The Empire State Building was lit in red, white and blue on Thursday night for women's suffrage as more than 100 people protested a refusal by the iconic skyscraper's owner to mark Mother Teresa's 100th birthday.
Yet the colors that the Catholic League had requested in her honor appeared to be, viewed from blocks to the west, the most luminous against the darkened skyline: The building's 203-foot (60-meter) pinnacle blazed a brilliant blue, while the stories just below glowed a frosty white. It was underscored by red. The colors chosen were intended to commemorate the 90th anniversary of the passage of the 19th Amendment to the US Constitution, which gave women the right to vote. Nevertheless, demonstrators led by the Catholic League protested the building owner's decision to deny the organization's request to change the colors of its lights to blue and white in honor of the Nobel Peace Prize-winning nun.

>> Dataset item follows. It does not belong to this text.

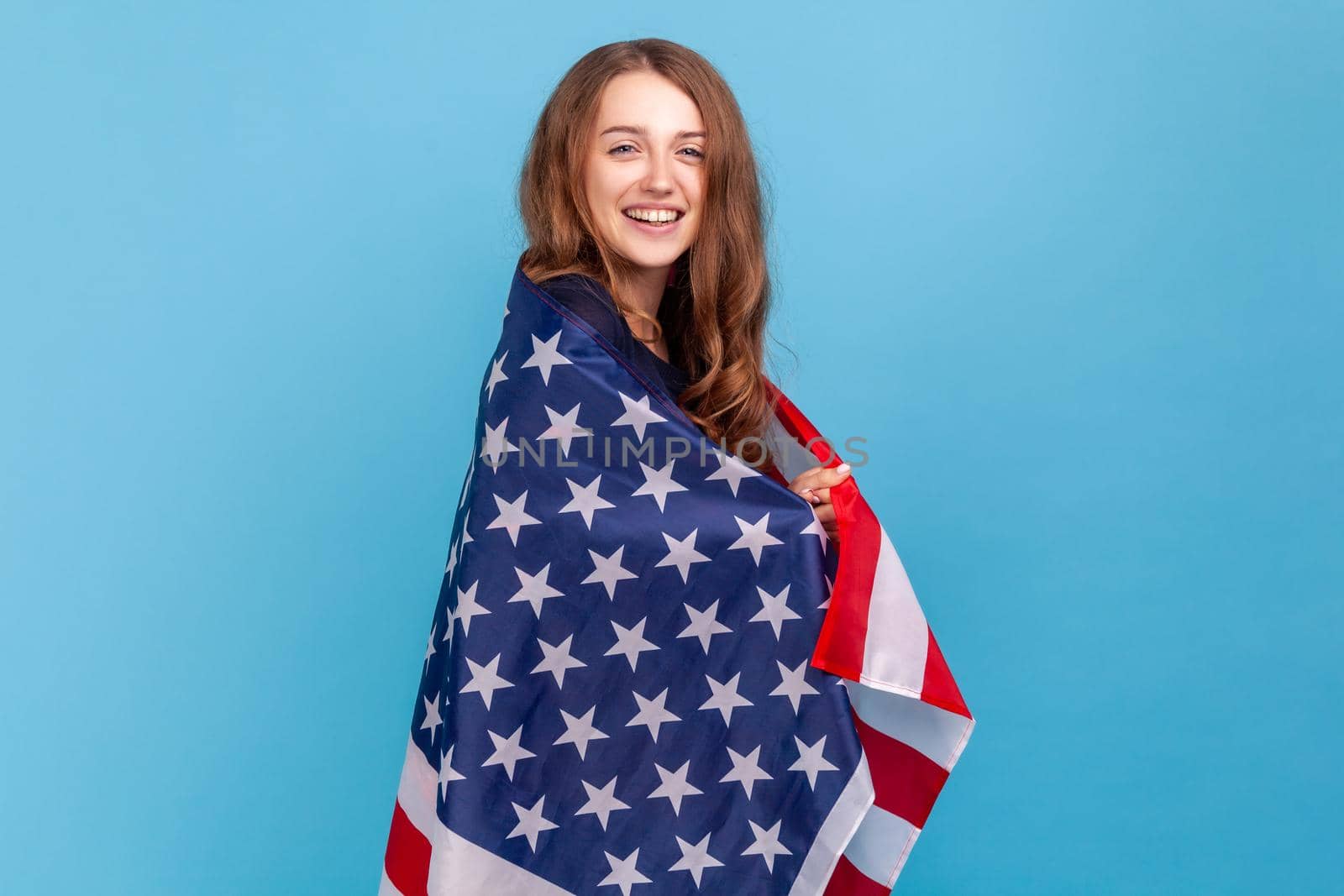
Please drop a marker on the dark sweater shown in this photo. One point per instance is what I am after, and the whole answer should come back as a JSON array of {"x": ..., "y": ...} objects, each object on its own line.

The building's owner, Anthony Malkin, has cited a policy of not illuminating the edifice for religious figures for the denial. He didn't respond to a phone message requesting comment on Thursday. City resident James Cagney, 77, was with his wife at the demonstration. He called the decision to deny Mother Teresa the lighting honor a "crazy idea."
"It doesn't make sense, because she was a favorite with everybody," said Cagney, who's originally from Ireland. Illuminating the 102-story Manhattan skyscraper in different colors is a tradition. The building, a centerpiece of the city's skyline, has been lit up for the release of Mariah Carey's album in 2008, for the 25th anniversary of the Teenage Mutant Ninja Turtles in 2009, for religious holidays such as the end of Ramadan and Easter and for Dr. Martin Luther King Jr. Day.
On Wednesday, the Empire State Building's owner lost a bid to keep a skyscraper from being built in the same neighborhood, changing the skyline.
New York Archbishop Timothy Dolan said Mother Teresa, who was born Aug. 26, 1910, may not have approved of the brouhaha over the lighting of the skyscraper.
Dolan, speaking at St. Patrick's Cathedral with members of Mother Teresa's order in the pews dressed in the blue-and-white saris she favored, said she "might be a little unhappy."
"She was humility personified," he said. "She didn't like a lot of attention."
Mother Teresa died Sept. 5, 1997, at age 87. In 2003, she was beatified by the Roman Catholic Church - a step toward possible sainthood.
In her honor, billboards in Times Square were expected to be illuminated. And Mayor Michael Bloomberg and other city officials announced an online exchange where residents can volunteer their time and skills or receive services from others.
The program, called timebanking, allows members to earn credits for each hour they spend giving their services. Those credits can then be redeemed for services.